During the process of forming an LLC company, you’ll find certain information is required from you by the state. Each state
has its specific requirements,
and there may be differences between states concerning the level of fees or type of documents required.
Knowing the basics that are needed in most states could save you a great deal of time and money
later when you submit your documents.
The the basic LLC requirements:
- The name of the company. LLC formation documents require you to list the chosen name of your
company. You can choose the name of your business yourself, but it is necessary to check for the availability of the name first,
as trying to form a company with the same name as an already established business could be prohibited (and the company itself
could take legal action against you). The name you eventually choose will usually end with the suffix “LLC” or “Limited Liability
Company”. The state is responsible
for finalizing your chosen name after thoroughly checking for any deceptive similarity with some existing LLC.
- The purpose of your business. It’s necessary with most of the U.S. states to mention the
exact purpose of your business. Basically there are two types of businesses that the state wants you to include in the document
of formation - general and specific. The general-purpose business is one where the owner does not mention what the exact business
is, but confirms that the business is not operating outside the law. However, some states require more detail about the activities
of the company and its purpose – and this is called specific
business purpose. Here, an elaborate description of the types of products or service provided need mentioning.
- The details of a Registered Agent. During the formation of a business, having a Registered
Agent is mandatory for all corporations and LLCs. He or she is the one who deals with all the legal and tax documents – and
he or she must have a physical address in the state in which you’re hoping to form your company – and it’s also expected that
he or she should be available during normal working hours. He or she receives the documents ranging from notice of litigation,
mail from the state, and tax related documents, from the state’s tax department. The physical address of the registered agent
is a matter of public record. Even for smaller businesses, their
important documents require professional handling. This also saves them from disclosing their own address to marketing companies.
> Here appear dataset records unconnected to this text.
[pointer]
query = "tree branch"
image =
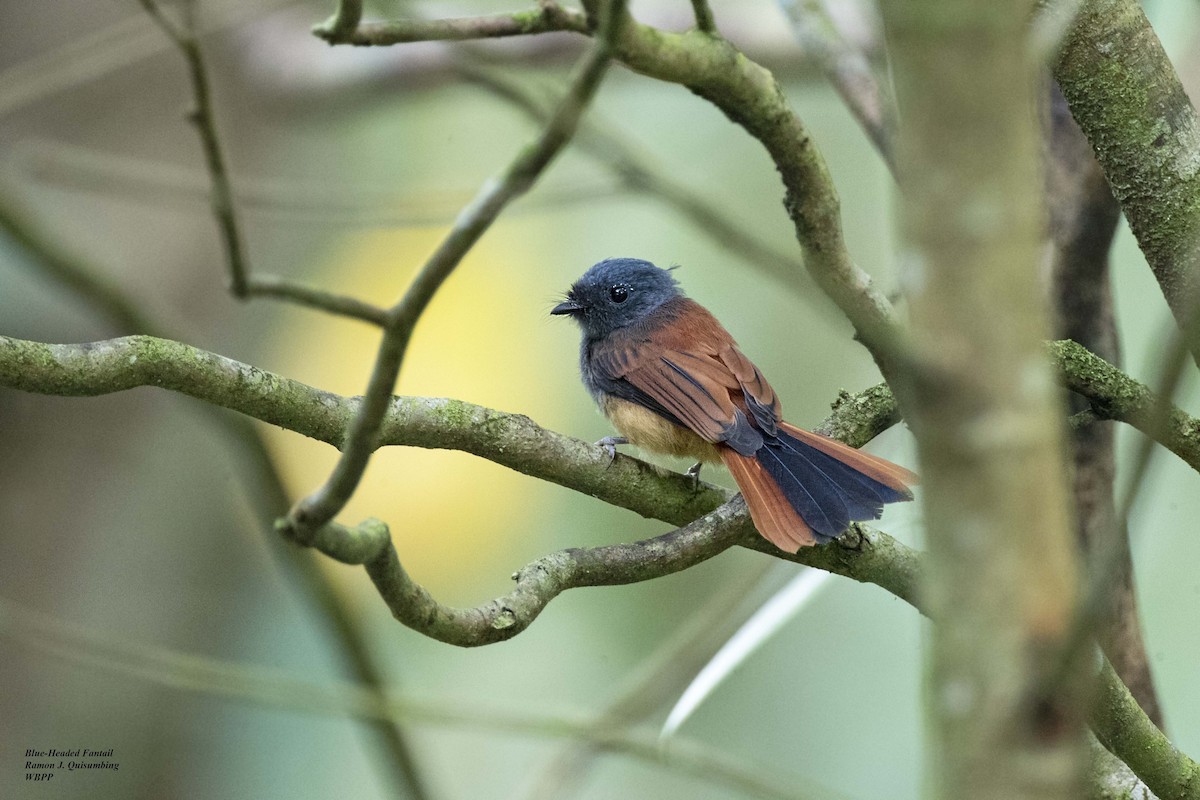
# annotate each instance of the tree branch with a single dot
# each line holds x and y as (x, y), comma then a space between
(705, 20)
(221, 194)
(1114, 395)
(1129, 102)
(1128, 733)
(863, 554)
(319, 507)
(748, 94)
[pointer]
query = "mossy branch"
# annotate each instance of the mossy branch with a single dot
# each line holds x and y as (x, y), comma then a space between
(747, 94)
(1129, 102)
(712, 521)
(1114, 395)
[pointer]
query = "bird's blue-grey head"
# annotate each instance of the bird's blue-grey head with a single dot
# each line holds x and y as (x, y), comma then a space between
(617, 293)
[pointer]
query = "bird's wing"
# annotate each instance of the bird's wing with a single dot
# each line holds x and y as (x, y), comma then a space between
(693, 373)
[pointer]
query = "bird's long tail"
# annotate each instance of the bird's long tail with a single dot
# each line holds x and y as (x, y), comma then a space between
(804, 488)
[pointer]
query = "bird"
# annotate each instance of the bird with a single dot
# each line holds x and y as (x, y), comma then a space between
(672, 380)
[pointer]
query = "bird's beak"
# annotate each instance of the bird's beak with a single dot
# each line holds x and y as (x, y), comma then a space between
(567, 307)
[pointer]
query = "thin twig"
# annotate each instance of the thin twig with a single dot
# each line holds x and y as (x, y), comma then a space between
(705, 20)
(319, 507)
(185, 38)
(345, 20)
(269, 286)
(748, 94)
(267, 493)
(1114, 395)
(850, 73)
(637, 173)
(1125, 729)
(547, 18)
(876, 558)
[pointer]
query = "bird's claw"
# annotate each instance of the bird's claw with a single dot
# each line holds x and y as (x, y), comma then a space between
(610, 445)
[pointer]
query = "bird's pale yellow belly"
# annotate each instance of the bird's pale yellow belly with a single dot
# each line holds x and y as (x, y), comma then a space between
(649, 431)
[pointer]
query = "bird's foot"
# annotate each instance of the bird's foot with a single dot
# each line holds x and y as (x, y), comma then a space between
(610, 445)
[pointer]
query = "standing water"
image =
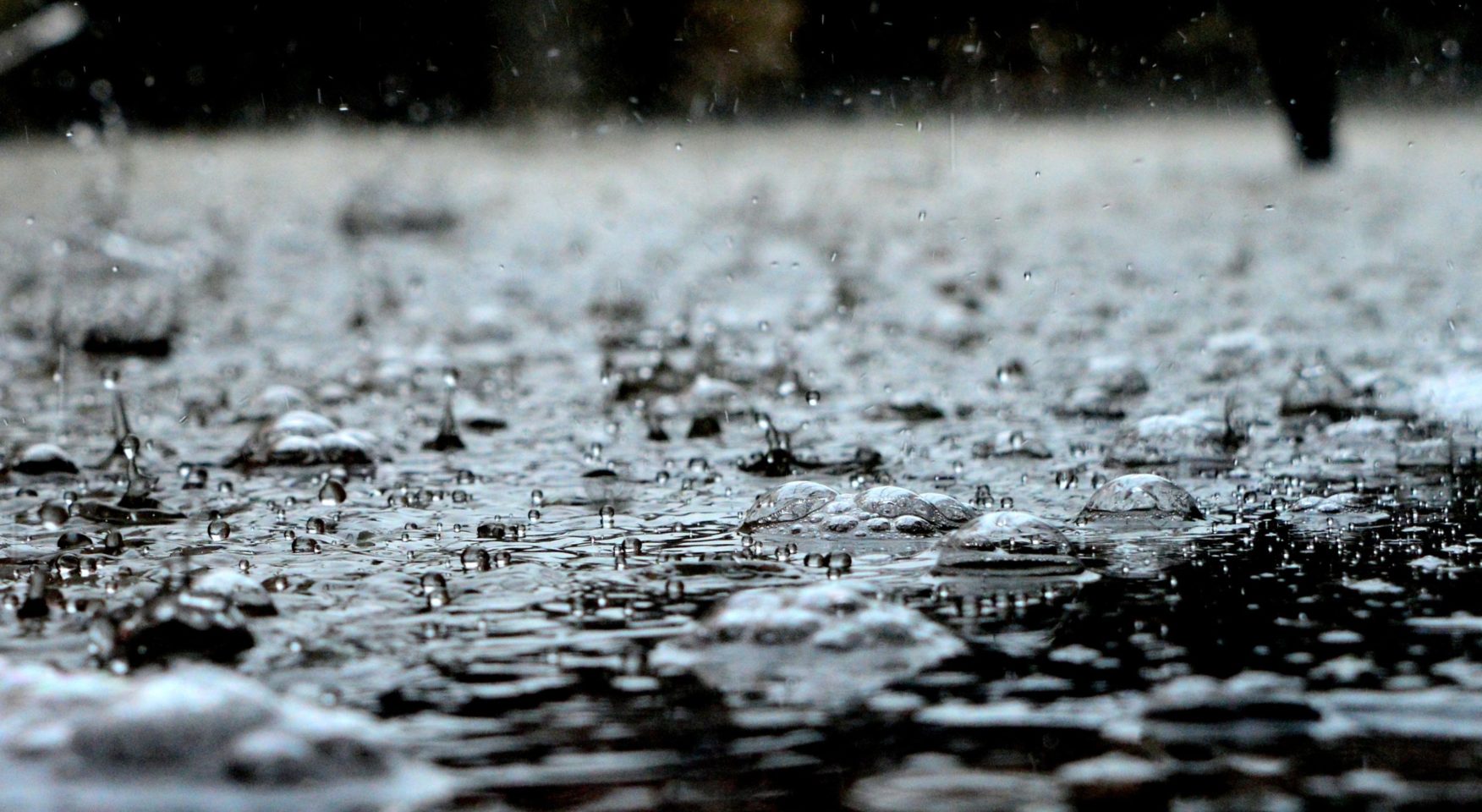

- The Organizer. He or she is the link between the state and your business (LLC). He
or she handles matters concerning the preparation and filing of the articles of
organization with the state. His or her name, address and signature are very important inclusions on the documents.
- The structure of management. Members or managers manage the LLCs. It is compulsory
to mention in the articles of organization which group will handle the management of the company. When the owners
themselves are responsible for the management of the LLC, it sounds more like a general partnership. However, when
managers handle it, the LLC resembles a corporation. Here the managers are not involved in day-to-day activities
of the company but are responsible for the final
and major decisions – and their names and addresses must be included in the final document of formation.
- The members or managers. If the members manage the LLC, it’s necessary that their
addresses are included in the document of formation. Similarly managers’ names and addresses also need to be included.
- The principal address of the company. In some of the states it’s mandatory to
include the legal or principal address of the business.